As far as I'm aware, I think it's really only Heiji's third appearance (Episodes 77-78) that he seems notably embarrassed about admitting how much he likes being with Shinichi to Shinichi's face; he treats it like a joke when he says that the real reason he wanted Kogoro and company there with him was because he "just wanted to see [Kudo]," when, c'mon, boy. You don't even like Sherlock Holmes but went on a Sherlock Holmes fan tour purely for the chance to see Shinichi. There's at least some truth in "just wanting to see" the guy.
(Which, as an aside, I am pretty miffed at FUNimation's English dub for changing the line from this...
Tumblr media
Heiji: It's not like that! I just wanted to see ya [Kudo]!
(to this...
Tumblr media
Heiji: All right, I admit it. It's Rachel, Kudo. I had to see her.
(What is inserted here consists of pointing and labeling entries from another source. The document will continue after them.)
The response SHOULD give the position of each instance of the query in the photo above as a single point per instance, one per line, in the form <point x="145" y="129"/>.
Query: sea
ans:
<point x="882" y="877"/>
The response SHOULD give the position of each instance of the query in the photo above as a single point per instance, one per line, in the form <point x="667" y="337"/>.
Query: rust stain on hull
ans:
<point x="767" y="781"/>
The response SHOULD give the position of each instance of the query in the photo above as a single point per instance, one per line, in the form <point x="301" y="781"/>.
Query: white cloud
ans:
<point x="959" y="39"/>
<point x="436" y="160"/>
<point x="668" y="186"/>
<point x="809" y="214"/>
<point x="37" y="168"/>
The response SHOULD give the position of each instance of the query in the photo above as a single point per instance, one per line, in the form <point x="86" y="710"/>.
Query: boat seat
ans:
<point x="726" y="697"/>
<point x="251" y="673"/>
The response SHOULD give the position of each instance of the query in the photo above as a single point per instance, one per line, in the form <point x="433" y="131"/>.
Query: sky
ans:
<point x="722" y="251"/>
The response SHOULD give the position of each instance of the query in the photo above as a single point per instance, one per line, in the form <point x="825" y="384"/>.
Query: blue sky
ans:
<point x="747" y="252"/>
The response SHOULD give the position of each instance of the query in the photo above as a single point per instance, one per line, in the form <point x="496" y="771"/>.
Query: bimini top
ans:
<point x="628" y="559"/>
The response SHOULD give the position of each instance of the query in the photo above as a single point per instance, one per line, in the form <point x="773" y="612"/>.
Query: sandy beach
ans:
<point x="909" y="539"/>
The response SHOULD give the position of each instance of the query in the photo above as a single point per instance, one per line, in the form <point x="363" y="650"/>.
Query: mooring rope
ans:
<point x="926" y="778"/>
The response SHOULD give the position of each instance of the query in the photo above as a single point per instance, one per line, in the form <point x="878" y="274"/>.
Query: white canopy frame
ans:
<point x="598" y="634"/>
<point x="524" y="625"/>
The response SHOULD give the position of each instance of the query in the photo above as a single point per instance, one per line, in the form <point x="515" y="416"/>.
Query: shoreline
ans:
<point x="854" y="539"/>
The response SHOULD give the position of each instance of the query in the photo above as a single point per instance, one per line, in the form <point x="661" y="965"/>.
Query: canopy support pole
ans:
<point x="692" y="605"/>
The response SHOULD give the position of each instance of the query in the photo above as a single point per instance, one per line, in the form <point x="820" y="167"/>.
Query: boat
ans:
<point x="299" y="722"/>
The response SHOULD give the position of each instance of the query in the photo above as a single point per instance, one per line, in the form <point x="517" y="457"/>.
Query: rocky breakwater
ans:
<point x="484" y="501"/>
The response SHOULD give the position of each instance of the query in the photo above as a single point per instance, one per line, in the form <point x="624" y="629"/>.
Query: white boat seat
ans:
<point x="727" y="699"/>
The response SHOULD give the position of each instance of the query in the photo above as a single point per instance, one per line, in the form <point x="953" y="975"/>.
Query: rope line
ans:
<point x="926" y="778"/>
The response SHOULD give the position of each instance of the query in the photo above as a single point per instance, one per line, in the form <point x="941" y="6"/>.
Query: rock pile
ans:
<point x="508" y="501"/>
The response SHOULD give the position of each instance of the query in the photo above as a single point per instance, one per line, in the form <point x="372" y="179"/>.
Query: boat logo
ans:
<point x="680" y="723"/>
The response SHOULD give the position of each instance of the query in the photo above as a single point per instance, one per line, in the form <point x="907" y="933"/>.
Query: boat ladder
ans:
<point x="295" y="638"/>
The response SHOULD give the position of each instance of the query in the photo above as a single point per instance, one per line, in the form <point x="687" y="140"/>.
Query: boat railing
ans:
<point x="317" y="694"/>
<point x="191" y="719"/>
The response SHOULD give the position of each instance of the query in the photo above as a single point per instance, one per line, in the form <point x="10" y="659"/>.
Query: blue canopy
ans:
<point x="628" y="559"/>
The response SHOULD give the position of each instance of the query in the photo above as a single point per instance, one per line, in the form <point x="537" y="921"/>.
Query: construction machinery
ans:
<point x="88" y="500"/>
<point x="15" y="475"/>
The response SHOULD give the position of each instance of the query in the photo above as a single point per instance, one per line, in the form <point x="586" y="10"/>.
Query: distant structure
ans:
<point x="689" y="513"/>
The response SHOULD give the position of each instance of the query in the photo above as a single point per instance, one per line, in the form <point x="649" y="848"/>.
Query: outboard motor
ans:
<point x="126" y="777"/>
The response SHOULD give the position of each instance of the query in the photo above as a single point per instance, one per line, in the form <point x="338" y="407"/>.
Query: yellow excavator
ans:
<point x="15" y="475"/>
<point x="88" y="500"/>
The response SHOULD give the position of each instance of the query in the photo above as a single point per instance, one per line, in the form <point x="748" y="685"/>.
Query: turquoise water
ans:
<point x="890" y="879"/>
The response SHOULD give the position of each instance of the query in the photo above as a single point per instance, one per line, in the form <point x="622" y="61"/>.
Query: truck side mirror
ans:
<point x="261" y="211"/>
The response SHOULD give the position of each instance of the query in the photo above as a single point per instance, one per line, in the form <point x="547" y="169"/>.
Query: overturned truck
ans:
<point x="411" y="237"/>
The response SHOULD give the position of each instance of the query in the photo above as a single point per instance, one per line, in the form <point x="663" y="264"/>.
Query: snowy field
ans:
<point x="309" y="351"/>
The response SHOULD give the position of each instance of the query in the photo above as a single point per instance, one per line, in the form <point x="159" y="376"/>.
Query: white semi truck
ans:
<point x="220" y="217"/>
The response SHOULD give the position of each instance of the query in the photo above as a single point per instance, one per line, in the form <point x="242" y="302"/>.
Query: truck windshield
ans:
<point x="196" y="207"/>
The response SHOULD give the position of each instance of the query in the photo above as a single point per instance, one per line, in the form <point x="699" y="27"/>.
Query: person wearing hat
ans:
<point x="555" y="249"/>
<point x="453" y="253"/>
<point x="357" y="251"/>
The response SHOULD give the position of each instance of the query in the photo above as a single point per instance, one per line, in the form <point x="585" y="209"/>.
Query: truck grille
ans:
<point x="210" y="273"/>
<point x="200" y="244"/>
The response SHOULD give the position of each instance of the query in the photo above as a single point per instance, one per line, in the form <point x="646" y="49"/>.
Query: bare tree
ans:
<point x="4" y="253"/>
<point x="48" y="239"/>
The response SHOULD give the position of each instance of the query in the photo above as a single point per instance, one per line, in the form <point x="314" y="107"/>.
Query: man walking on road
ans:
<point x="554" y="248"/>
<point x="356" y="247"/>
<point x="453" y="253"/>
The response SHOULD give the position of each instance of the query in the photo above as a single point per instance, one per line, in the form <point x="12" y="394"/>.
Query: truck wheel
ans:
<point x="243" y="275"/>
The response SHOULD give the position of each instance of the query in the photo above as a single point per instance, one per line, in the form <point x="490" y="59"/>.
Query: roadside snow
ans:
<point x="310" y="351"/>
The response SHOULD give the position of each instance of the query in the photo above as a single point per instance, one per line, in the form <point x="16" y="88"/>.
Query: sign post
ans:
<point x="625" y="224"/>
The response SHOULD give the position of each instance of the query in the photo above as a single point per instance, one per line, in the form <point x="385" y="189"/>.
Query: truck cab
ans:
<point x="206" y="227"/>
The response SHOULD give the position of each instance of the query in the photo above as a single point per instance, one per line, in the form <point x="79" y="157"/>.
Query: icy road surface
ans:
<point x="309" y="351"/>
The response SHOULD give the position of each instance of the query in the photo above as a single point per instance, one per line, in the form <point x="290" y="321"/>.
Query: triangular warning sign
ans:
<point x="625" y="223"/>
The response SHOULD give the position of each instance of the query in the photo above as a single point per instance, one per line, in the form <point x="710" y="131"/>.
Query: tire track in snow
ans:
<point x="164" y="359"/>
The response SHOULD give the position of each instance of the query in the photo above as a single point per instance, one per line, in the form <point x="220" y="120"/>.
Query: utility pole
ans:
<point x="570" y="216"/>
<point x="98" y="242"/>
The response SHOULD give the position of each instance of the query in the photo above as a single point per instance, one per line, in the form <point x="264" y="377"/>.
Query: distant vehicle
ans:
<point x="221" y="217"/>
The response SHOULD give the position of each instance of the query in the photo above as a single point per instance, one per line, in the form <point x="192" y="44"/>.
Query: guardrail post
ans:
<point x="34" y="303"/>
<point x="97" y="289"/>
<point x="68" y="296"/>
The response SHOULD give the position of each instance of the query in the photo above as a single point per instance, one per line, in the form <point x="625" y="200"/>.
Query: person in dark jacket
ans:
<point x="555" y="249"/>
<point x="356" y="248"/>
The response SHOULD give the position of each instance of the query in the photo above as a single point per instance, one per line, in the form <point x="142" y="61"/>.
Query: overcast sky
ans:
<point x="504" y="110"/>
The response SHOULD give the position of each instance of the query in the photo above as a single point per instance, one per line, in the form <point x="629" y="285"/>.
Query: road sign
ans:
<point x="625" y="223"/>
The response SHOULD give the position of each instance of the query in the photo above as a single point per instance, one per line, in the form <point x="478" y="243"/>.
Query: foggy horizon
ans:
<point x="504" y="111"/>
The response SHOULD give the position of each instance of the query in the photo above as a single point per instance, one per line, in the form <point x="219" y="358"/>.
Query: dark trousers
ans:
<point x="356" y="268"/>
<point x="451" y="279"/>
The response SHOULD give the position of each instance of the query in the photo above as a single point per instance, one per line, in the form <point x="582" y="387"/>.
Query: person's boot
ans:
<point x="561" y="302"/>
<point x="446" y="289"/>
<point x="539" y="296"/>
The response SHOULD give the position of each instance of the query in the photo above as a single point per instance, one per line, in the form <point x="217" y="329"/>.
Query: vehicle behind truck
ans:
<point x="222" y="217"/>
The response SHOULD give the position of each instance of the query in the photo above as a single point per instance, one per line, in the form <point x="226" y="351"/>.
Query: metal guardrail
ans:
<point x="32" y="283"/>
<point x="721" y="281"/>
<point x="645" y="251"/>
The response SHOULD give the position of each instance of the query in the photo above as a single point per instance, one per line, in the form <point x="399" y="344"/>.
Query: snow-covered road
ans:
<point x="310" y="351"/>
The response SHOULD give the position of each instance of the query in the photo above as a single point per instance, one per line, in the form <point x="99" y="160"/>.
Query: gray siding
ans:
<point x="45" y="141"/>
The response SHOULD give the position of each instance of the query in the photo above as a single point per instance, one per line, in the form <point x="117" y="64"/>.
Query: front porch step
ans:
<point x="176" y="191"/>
I'm in love with her.
(I'll defend the dub a lot, it's genuinely my preferred way to watch the show (with subtitles translating the Japanese script), but I think the problems here speak for themselves.)
But, yeah! I probably went way too far (as per usual), but I adore how, aside from that one moment, Heiji doesn't make much of an effort to cover up how much Shinichi means to him (as far as I know). It's absolutely adorable to me that Heiji's early meetings with Shinichi affected him so strongly that he ranted and raved about them to his longtime childhood friend and crush.